I-Team: Life on the Wire - 8 News NOW

Jonathan Humbert, Investigative Reporter

I-Team: Life on the Wire

Updated:

There's something whispered out here among the crackling and the buzzing. It's something simple. This is life on the wire for NV Energy and linesman Todd Waymire.

They're 200 feet in the air, thick lines of power with 500,000 volts running through them. Lines that have to stay powered up to repair them, says John Saychich, "This is so critical to us that we can't take it out of service. So we learn to perform all our maintenance activities with it energized."

Their suits are part metal, part cloth, all designed to keep the energy away, "The metal on the outside of the suit conducts everything around their body and nothing's really going through their body."

But 500,000 volts? What if something went wrong?

"You would have a big ball of fire and chances are whoever was in that ball of fire is going to be dead," said Saycich.

So you've got to be courageous, right?

"There's three things I'm afraid of, heights, electricity and women," said Waymire.

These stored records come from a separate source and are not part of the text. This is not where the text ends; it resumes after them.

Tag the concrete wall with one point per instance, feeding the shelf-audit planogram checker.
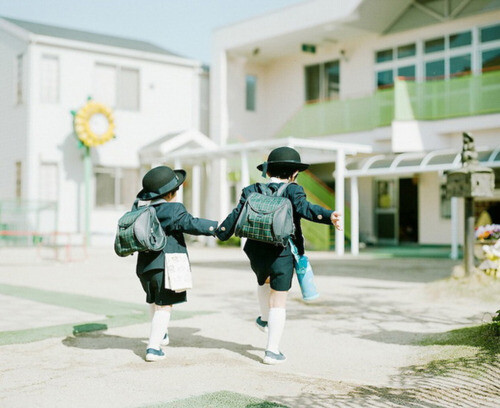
(283, 79)
(433, 229)
(38, 133)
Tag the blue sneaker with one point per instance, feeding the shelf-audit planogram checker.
(261, 324)
(273, 358)
(154, 355)
(165, 340)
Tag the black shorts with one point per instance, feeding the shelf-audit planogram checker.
(153, 284)
(279, 269)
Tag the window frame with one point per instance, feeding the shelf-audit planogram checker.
(117, 174)
(19, 68)
(251, 107)
(474, 50)
(58, 80)
(323, 83)
(118, 97)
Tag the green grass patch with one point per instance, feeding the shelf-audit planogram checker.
(221, 399)
(486, 337)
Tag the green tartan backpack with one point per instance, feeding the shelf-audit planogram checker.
(139, 230)
(266, 217)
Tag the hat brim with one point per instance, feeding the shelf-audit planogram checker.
(285, 164)
(144, 195)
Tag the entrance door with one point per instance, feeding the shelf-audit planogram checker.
(408, 210)
(386, 211)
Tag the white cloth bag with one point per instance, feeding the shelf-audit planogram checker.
(178, 275)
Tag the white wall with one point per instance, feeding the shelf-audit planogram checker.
(283, 79)
(432, 228)
(13, 117)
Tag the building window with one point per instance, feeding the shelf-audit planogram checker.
(322, 81)
(431, 59)
(445, 202)
(49, 81)
(117, 87)
(19, 179)
(115, 187)
(251, 92)
(19, 79)
(395, 62)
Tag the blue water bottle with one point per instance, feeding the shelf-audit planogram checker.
(305, 275)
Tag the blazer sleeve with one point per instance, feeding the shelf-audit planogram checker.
(227, 227)
(185, 222)
(305, 209)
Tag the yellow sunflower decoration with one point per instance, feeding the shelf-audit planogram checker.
(94, 124)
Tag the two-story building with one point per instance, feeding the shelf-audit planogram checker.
(403, 77)
(46, 73)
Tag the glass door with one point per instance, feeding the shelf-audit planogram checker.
(386, 211)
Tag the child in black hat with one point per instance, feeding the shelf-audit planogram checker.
(160, 187)
(273, 265)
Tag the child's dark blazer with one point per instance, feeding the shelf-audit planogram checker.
(175, 220)
(301, 209)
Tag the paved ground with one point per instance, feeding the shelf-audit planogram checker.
(359, 345)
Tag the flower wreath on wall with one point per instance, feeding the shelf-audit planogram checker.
(94, 124)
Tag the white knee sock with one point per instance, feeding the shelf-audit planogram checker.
(263, 293)
(275, 325)
(159, 325)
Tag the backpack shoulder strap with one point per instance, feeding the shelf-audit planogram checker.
(264, 188)
(281, 190)
(135, 206)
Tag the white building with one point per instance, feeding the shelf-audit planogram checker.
(327, 70)
(45, 73)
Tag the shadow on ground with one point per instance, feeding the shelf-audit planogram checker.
(397, 270)
(180, 337)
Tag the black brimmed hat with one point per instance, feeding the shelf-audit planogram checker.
(283, 157)
(159, 181)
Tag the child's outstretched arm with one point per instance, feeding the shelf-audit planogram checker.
(227, 227)
(185, 222)
(312, 212)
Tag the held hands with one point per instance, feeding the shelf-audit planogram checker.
(336, 219)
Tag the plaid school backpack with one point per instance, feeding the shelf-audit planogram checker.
(139, 230)
(266, 217)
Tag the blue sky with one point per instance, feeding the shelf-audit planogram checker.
(181, 26)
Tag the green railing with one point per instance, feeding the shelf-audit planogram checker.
(320, 237)
(408, 100)
(463, 96)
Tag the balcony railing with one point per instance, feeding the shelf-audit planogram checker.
(408, 100)
(464, 96)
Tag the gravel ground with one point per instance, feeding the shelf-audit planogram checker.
(363, 343)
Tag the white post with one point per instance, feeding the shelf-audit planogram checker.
(339, 198)
(245, 176)
(354, 216)
(245, 179)
(180, 195)
(196, 190)
(454, 228)
(224, 190)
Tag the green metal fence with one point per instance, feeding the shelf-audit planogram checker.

With life hanging in the balance, Todd and the guys like to keep things light. But beyond the jokes and the stunts there's a unique kinship on the lines.

Todd's father was a tramp lineman, going wherever the current would take him, "He traveled town to town and was never home."

Now, it's a second generation climbing the lines, having some fun with dangerous possibility coursing through their veins and buzzing around their bodies.

Because Las Vegas has few sources of power, the lines must be powered up at all times, even during repairs. If they weren't, the entire valley could see brownouts.